Obama proposal: Hacked companies must notify customers within 30 days

This is an archived article and the information in the article may be outdated. Please look at the time stamp on the story to see when it was last updated.


WASHINGTON — In a State of the Union preview, President Obama on Monday is expected to demand quicker confessions from companies that lose your data as well as better privacy for students.

One proposed law would give a company 30 days to let you know if your personal information — such as your address or Social Security number — has been exposed by hackers or careless employees.

The Personal Data Notification & Protection Act is an attempt at a nationwide, uniform rule. Right now, there are 47 different state laws that govern data breaches. Depending on the situation, people in some states get notified, while others are left in the dark. It’s a mess.

Data breaches are increasingly common. Last year, hackers broke into Home Depot, Albertson’s and so many others that CNNMoney developed its own tool: What hackers know about you.

The president’s other proposed law, the Student Digital Privacy Act, is meant to stop the sale of sensitive student data for non-education purposes. Now that students routinely use laptops, tablets and computer programs at school, lots of that data is being collected — and sometimes sold to advertisers and financial companies.

The fear? That information might be used by money lenders to prey on students — or by colleges or future employers to judge students unfairly.

The president will also endorse the “student privacy pledge” already signed by 75 firms including Apple and Microsoft. It’s a promise by companies to only use student data collected at school for education purposes, not observe behavior to target advertisements and not keep data for long.

Obama will speak about the proposed legislation at a midday speech Monday before the Federal Trade Commission, according to a White House spokeswoman. The president also plans to mention them during his State of the Union speech on Jan. 20.

The administration cited a recent poll that showed 91% of Americans feel they’ve lost control of their personal information.

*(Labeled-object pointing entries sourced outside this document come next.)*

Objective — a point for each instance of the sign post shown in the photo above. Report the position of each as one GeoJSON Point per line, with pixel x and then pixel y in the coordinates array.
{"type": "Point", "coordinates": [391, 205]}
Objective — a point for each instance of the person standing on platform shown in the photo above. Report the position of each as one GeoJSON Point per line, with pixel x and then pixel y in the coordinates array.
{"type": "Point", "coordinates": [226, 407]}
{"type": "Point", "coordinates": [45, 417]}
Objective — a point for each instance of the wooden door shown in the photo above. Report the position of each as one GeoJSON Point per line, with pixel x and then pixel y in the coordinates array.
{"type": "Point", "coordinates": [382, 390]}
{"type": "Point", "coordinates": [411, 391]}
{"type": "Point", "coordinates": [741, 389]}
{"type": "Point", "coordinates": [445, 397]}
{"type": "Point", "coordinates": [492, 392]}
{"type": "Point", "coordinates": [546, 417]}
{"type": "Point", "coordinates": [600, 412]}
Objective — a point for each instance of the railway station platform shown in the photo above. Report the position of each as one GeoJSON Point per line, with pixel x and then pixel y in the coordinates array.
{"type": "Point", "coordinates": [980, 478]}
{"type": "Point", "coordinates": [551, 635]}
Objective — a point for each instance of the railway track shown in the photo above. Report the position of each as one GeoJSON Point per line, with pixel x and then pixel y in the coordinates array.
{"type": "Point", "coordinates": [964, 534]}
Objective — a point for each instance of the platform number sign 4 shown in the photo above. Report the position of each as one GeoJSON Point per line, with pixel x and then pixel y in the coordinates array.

Last year was so riddled with cyber break-ins that, early on, half of American adults had their personal information exposed.

“That can lead to less interaction with technology, less innovation, and a less productive economy,” the White House said in a statement.

Other privacy and security bills

The national consciousness for cybersecurity peaked with the Sony hack over the holidays.

As a result, expect to hear a lot more about privacy and cybersecurity from politicians in 2015. Some in Congress are trying to revive a controversial cybersecurity bill that increases information sharing between companies and government to stop hackers.

The nameless bill, H.R. 234, was introduced to the House of Representatives on Friday by C. A. Dutch Ruppersberger, a Democrat from Maryland.

It’s essentially another go at the Cyber Intelligence Sharing and Protection Act (CISPA), which passed the House in 2012, but got knocked down in the Senate.

The idea is to provide basic rules to develop closer bonds between law enforcement and all types of companies: banks, energy providers, retailers, etc.

When hackers attack an industry, companies already share some information. But they often hold back data, afraid to give competitors an edge or admit they were hacked. Also, the tips they get from the FBI and Department of Homeland Security are late and vague, because few companies have permission to know “classified” government secrets.

This proposed law would protect firms from lawsuits related to this kind of data sharing and make them government insiders. But these ideas scare privacy advocates, because they could be used as a blanket excuse for snooping on your personal life. That’s why President Obama threatened to veto it the first time around.